My English Shepherd has to be crated when I leave home or else he will follow my car.
For field work, he will follow my tractor a few rounds in the field, then get sick of it and go back to the house. He follows the pickup to the field for daily work with the cattle, and I want him to do that. It's a 2 mile run for him and I need him out there. But I don't always want to take him to town, he's big and smelly and very "farm doggy".
I'd like him to learn that he can just chill outside--- and watch things for me until I return.
How would you go about teaching this? It's not really " stay" -- it's "stay home". I may have asked this before -- if so, sorry, whatever I tried then, hasn't worked.
He does not have separation anxiety at all, but he likes to chase. I've considered pelting him with small stones while yelling "out" ( a generalized command meaning I don't want you now)
but that method seems -- like something from BEFORE Leerburg.
I used to give him a big bone but lately bones=trouble with Pinker so I've stopped them.
I still can't safely leave Harley uncontained when I leave. He needs his walls, floor and roof or he will follow me. But once he is calm he can go out with the BF and not try to find me. That has taken some time. I don't know if I will ever try to leave whit him not in the house. And if I am teaching in the back and he can hear me, he will come to me come hell or high water. Or dragging the BF on the leash
I've never done it, I depend on fences, but maybe you could teach him a barrier type behavior, something he's not to cross. Two posts at the sides of the driveway or something.
My dogs have never just hung around outside when I'm not there. Missy was always inside, Kipp and Kenzi are kenneled or baby gated into a room inside. Just too much going on outside
i had a command for my previous two dogs : " wait here " .

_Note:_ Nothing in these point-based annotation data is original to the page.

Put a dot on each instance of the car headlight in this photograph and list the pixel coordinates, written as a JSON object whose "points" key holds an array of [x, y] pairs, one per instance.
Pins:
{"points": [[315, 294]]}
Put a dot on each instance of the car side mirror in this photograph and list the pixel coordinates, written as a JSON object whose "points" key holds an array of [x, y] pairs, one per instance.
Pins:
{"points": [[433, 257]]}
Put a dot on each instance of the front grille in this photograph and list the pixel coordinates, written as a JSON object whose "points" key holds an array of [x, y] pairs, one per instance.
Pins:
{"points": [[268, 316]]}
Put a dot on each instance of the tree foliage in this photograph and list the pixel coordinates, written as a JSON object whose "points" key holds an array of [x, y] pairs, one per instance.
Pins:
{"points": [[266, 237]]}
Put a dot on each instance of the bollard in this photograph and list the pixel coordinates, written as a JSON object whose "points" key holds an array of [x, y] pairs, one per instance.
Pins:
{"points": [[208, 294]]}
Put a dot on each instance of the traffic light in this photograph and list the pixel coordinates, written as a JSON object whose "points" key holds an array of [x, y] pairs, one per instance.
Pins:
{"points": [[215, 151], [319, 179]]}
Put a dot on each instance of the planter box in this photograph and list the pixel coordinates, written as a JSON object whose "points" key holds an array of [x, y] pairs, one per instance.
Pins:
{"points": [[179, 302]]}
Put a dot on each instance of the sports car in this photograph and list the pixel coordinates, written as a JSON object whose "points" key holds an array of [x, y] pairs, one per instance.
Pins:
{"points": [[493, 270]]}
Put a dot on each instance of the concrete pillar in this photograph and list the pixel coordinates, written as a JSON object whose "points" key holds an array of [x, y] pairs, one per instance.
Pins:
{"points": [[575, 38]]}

meant that the dog had to stay in an immediate vicinity , like enough to get up and move to change down position but i never tested it beyond an hour , in a non distractive environment .
but if you have enough time and resources , no reason why you can't marker that . pretty much going to need another person to execute the marks and rewards , while you increase your time away .
Yes, that is how I'd start. And then start using it frequently when you're out and about on the farm before you use it when you go somewhere. When he's solid on that you can try it when you leave to go somewhere. But I'd be leaving him a stuffed kong to work on when you first start actually leaving so he is rewarded for going up by the house and has something to keep him occupied while you're leaving. And I'd probably wait another 6 months before I started expecting him to stay. Both so he matures a bit more and so he is solid on the "go to the house" command
I don't know if this has already been suggested, with my last male I border trained him for the farm where I kept my horse, he was allowed loose on the property but I didn't want him following me on rides off the property. I used an e-collar and would bring him to the area he was allowed to cross, as we approached it Id say stay, keep walking then add brrrr... keep walking and if he kept continued to follow I would activate the collar, the collar had a vibration setting which I used first, then the low zap. After he understood the border and no crossing as I was riding or walking out all Id say was brrrr, and he would turn around and go wait for me, never followed if I used the brrrr command. I haven't used this with Amber, because she usually doesn't go to the barn with me but I probably will in the future. Jmo.
My animals are not "like" family, they ARE family.